Last but not least, all introductions to Attention networks require a little tour.

The below graph shows what inputs the model was focusing on when writing each individual letter.

Attention mechanism diagram

Attention mechanism essential

Global attention mechanism

Local attention mechanism

Self-attention mechanism

Hidden vectorIt is first passed to the full connection layer. And then calibrate the coefficientWill compare the output of the full connect layerAnd the trainable context vector U (randomly initialized), which are normalized by Softmax. The attention vector S can finally be the weighted sum of all the hidden vectors. The context vector can be interpreted as the best word represented on average. But when the model is faced with a new sample, it uses this knowledge to decide which word needs more attention. During training, the model updates the context vector through back propagation, that is, it adjusts its internal representation to determine what the optimal word is.

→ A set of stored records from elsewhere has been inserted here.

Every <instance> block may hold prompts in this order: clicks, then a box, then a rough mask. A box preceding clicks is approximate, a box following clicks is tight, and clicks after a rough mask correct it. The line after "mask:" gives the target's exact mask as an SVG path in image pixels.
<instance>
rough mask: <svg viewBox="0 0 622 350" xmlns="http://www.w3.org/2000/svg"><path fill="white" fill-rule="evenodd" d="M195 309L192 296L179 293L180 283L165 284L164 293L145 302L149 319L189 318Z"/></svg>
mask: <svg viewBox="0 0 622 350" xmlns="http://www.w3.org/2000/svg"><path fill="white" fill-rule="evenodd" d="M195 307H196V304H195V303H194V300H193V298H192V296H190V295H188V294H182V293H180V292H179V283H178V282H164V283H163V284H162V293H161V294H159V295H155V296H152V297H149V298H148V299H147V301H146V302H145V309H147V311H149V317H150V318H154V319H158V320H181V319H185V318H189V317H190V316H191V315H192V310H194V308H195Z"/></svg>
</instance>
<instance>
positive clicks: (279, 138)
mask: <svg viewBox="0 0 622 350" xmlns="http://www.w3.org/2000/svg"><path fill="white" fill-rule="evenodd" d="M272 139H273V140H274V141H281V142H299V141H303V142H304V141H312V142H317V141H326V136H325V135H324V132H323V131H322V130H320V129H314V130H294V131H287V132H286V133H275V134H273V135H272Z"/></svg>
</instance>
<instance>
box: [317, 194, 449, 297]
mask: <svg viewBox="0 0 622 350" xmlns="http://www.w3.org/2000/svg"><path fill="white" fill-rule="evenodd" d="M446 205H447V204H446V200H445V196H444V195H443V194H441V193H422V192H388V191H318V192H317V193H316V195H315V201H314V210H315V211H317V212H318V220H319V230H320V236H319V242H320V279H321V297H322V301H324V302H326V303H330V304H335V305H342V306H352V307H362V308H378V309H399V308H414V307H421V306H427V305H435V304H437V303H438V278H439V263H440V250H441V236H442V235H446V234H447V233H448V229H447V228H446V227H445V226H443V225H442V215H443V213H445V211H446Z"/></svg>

Self Attention is very different from traditional Attention mechanics: Traditional Attention is based on the source end and target end of the hidden state (hidden state) to calculate Attention, the result is the source end of each word and the target end of each word dependency. But Self Attention is different, it is carried out in the source end and the target end respectively, only the Self Attention which is related to the source input or the target input itself, captures the dependency between the words of the source end or the target end. Then add the self Attention of the source end to the Attention of the target end to capture the dependencies between the source end and the target end. So self Attention works better than the traditional Attention mechanism, and one of the main reasons is that the traditional Attention mechanism ignores word-to-word dependencies in the source and target sentences. Self Attention can not only obtain the dependencies between the source end and the target end, but also effectively obtain the dependencies between the source end and the target end

Hierarchical attention mechanism

In this framework, the self-attention mechanism is used twice: at the word level and at the sentence level. This approach is important for two reasons. The first is that it matches the natural hierarchical structure of the document (word-sentence-document). Second, it allows the model to determine first which words are important in the sentence and then which sentences are important in the document in the process of calculating the document code.

If you’re still confused or want to know more, please follow my blog at Wangjiang ARTIFICIAL Think Tank or contact me at GitHub.

I’ll post the experiment on my GitHub when I’m done with the attention mechanism.